Saturday, December 7, 2019

Liam's Cancer Fight Day 2

Day 2 (Saturday Dec 7th):
Pulling into the parking lot of Primary Children's, a realization sunk in that things were serious. At the same time, I don't think we were fully aware of what to expect. We were under the impression that we were here to do surgery to remove the mass and after a few days, put the whole thing behind us.
Security was expecting us and we were quickly taken to the 4th floor. Whether it was the lack of sleep or complete denial, I found it odd that they were taking us to the "Cancer/Transplant" unit and not the surgery unit. I just thought to myself, "well, I guess that unit must be full". It was about 5:30a by the time we got to the room. There was a little crib, a small couch, and a small chair that rocked. We were told our doctors would meet with us in the morning and that the surgical team would be by later to discuss the plan. They also wanted to do another CT scan, this time of the chest area since the one from McKay was just of his lower gut. This meant NPO (no food) for Liam, who was already drained from the long day, and an IV. Natalie asked if they could put in a longer term IV and the nurse said they would probably put in a port so they could administer the chemo that way in lieu of the IV. Chemo? Wait, what? Nobody said anything about Chemo!! Assuming she was talking about generalities, it was decided that for the night an IV would be ok. The IV that was placed at McKay had already gone bad so this meant that yet another IV would need to be placed. Would we have another traumatic episode getting the IV placed? We weren't sure we could do that again. The IV team arrived and, like the pro's they are, quickly placed the new IV without any problems at all. Maybe we were in the right place after all.
At this point, we were all exhausted. Poor Liam had been through the worst of it. I sat in the chair and held little Liam in my arms, hoping he would sleep better. My neck hurt, my back was sore, and I couldn't find a way to get comfortable, but it didn't matter. I had to be strong. As a Dad and a husband, that's what I needed to be because that's what they needed at that moment. Natalie laid on the couch and did her best to find a few minutes where she could feel well enough to close her eyes. The stress, anxiety, and lack of sleep mixed with her recovery from her fever had started to take their toll.
As the sun came up, we started getting visits from the medical team. They started to explain to us that based on the labs drawn and the CT results, they anticipated the Tumor to be one of 3 types: A teratoma, which is a benign tumor that would have required surgury for removal (best case scenario), a neuroblastoma (a malignant cancer) that would require chemo, and a germ cell tumor which they said was a cousin to a teratoma but it is a more agressive growth which would require surgery and a follow up with chemo. The team was optimistic that it would be a teratoma but needed to draw more labs and wait for what the catecholamine levels were. If one of the blood tests came back elevated, it would be a good sign for a teratoma or germ cell tumor. Alternatively, increased catecholamines meant neuroblastoma. Without those results, the team couldn't be certain for sure. There was still discussion of surgery but we still didn't have a time of when that would be.
Just after that my best friend Tyler showed up to give us some support and his usual comedic relief. By about 10 or so, Natalie's parents arrived and we brought them up to speed on what was going on. Krissy (my little brother's wife) was super sweet and brought us lunch and a few clothes to change into. She had just spent the night watching our girls and had left them with my Mom in Huntsville.
During lunch I had a hard time keeping my eyes open so the staff took me to a dark room where I could take a "quick" nap. As soon as I hit the bed I passed out. A few hours later I headed back to the room, not realizing it was nearly 3:30. While I slept they did the full CT scan around 2:00 and at about 3:00 finally informed Natalie that they wouldn't be doing surgery until Monday. Finally we could feed Liam! Poor guy hadn't eaten all day.
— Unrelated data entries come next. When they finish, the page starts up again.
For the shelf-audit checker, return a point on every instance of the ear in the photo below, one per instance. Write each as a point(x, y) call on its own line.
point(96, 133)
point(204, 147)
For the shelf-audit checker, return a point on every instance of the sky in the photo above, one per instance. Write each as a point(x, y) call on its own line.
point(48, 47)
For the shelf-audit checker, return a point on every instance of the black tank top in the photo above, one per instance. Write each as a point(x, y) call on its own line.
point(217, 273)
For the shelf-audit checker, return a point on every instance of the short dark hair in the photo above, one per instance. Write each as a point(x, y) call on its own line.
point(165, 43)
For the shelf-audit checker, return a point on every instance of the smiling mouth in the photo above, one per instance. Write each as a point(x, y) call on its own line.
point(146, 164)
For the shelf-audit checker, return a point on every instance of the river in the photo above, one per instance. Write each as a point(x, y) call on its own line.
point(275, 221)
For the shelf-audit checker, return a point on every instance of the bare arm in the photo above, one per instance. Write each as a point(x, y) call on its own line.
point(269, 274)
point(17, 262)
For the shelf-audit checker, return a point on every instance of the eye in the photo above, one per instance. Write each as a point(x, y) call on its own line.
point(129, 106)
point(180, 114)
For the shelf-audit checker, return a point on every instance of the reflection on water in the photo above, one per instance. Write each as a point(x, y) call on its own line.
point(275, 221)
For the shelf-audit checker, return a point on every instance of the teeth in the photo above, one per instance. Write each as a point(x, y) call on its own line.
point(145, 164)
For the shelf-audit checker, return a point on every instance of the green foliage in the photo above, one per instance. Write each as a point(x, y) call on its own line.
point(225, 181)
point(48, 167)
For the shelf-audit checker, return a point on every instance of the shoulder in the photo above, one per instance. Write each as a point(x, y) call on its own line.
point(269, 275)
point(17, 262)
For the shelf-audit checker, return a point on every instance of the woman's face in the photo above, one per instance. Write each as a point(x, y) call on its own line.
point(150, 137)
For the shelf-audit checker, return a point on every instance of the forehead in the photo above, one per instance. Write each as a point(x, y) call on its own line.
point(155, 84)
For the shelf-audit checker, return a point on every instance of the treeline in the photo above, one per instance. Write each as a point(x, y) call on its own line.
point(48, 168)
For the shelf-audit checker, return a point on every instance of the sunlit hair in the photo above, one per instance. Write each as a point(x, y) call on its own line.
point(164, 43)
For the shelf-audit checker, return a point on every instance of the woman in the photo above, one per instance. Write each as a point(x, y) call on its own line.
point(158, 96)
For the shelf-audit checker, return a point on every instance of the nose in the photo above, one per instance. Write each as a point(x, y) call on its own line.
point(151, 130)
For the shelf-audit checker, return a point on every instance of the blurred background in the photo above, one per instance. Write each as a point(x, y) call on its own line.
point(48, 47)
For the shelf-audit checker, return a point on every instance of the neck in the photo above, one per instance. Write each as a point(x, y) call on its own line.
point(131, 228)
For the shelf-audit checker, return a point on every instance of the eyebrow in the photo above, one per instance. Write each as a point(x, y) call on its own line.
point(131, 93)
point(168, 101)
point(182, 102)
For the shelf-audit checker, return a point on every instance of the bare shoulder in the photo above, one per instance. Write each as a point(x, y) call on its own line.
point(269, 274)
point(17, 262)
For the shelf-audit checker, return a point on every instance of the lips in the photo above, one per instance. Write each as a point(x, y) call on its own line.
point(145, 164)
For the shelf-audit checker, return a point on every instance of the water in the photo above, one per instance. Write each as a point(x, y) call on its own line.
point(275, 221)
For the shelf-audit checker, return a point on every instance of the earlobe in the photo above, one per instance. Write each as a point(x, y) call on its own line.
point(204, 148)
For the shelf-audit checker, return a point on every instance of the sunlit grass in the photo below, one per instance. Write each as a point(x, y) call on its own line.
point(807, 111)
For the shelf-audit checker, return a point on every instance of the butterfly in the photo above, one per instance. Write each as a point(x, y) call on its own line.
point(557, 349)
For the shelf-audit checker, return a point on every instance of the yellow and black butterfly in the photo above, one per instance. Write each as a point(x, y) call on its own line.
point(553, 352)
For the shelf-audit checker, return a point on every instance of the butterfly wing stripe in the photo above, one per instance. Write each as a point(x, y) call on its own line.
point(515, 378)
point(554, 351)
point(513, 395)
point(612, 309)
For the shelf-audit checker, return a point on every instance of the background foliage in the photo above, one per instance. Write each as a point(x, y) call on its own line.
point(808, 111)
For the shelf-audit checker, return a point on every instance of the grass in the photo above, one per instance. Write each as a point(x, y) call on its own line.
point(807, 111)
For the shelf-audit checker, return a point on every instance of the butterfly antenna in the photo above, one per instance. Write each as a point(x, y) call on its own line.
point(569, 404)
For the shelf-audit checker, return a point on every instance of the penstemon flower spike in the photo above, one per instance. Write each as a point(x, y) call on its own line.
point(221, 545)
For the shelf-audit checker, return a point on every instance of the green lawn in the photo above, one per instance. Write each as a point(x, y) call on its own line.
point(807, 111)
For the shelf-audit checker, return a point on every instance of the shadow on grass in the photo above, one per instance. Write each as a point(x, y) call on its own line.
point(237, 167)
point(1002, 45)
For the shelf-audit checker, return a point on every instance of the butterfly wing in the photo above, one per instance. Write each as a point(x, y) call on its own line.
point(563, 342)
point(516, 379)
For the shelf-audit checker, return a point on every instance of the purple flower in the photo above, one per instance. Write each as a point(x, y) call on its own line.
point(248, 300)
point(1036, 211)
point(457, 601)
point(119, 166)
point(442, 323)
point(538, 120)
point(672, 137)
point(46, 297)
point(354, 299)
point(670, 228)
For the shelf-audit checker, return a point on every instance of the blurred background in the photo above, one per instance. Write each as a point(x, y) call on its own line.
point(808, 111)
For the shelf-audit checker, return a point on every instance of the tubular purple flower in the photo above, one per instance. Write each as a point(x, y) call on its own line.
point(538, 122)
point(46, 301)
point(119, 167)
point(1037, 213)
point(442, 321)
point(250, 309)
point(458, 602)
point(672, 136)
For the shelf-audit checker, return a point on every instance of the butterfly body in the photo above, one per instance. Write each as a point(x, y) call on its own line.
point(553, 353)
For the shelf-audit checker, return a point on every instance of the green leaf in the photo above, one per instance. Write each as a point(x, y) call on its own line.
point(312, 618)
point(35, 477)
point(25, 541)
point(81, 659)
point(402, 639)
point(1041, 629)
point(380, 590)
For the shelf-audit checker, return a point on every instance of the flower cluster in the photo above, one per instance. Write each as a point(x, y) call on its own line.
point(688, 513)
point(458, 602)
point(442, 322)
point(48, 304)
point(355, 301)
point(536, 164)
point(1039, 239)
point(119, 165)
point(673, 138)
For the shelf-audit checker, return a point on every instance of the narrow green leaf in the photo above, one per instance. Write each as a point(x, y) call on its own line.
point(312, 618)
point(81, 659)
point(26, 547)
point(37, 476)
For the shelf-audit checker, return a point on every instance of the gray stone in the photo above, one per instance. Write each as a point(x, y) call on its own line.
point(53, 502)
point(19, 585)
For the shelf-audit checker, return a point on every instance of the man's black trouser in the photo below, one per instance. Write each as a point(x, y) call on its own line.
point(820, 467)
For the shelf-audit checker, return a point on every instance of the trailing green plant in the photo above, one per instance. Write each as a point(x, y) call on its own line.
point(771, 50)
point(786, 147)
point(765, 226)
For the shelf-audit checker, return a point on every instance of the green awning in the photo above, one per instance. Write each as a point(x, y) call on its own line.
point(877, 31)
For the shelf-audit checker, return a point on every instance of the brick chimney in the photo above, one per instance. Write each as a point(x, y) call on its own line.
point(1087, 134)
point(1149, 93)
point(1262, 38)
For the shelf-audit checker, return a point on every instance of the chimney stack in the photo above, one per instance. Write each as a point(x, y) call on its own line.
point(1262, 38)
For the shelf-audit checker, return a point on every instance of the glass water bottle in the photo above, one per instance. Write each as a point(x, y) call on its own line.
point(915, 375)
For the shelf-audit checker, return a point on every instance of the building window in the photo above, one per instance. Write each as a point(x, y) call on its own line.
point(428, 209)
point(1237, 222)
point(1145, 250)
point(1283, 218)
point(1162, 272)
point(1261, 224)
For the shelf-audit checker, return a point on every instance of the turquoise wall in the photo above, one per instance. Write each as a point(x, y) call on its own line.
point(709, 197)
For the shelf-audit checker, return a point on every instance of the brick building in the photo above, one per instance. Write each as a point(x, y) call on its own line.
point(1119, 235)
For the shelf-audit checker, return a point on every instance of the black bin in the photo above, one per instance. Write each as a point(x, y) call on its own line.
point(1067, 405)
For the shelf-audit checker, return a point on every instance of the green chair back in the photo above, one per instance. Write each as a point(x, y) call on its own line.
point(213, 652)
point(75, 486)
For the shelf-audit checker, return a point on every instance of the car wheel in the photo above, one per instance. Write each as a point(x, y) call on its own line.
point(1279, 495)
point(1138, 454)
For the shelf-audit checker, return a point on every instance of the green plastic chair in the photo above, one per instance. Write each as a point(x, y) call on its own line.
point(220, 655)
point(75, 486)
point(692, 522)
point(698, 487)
The rest of the afternoon was much more calm and we were left to ourselves to digest what was going on. 24 hrs earlier we had rented a movie hoping for a nice quiet Friday night. Now we were in room 4417 of the Cancer Transplant Unit at Primary Children's hospital just praying for the mass to be a teratoma and not cancer. Only time would tell.
That night, Natalie and I cuddled up on the less than Twin sized couch, too exhausted to care, and too worried to want to leave Liam. We were going to be there for our #LittleLiam.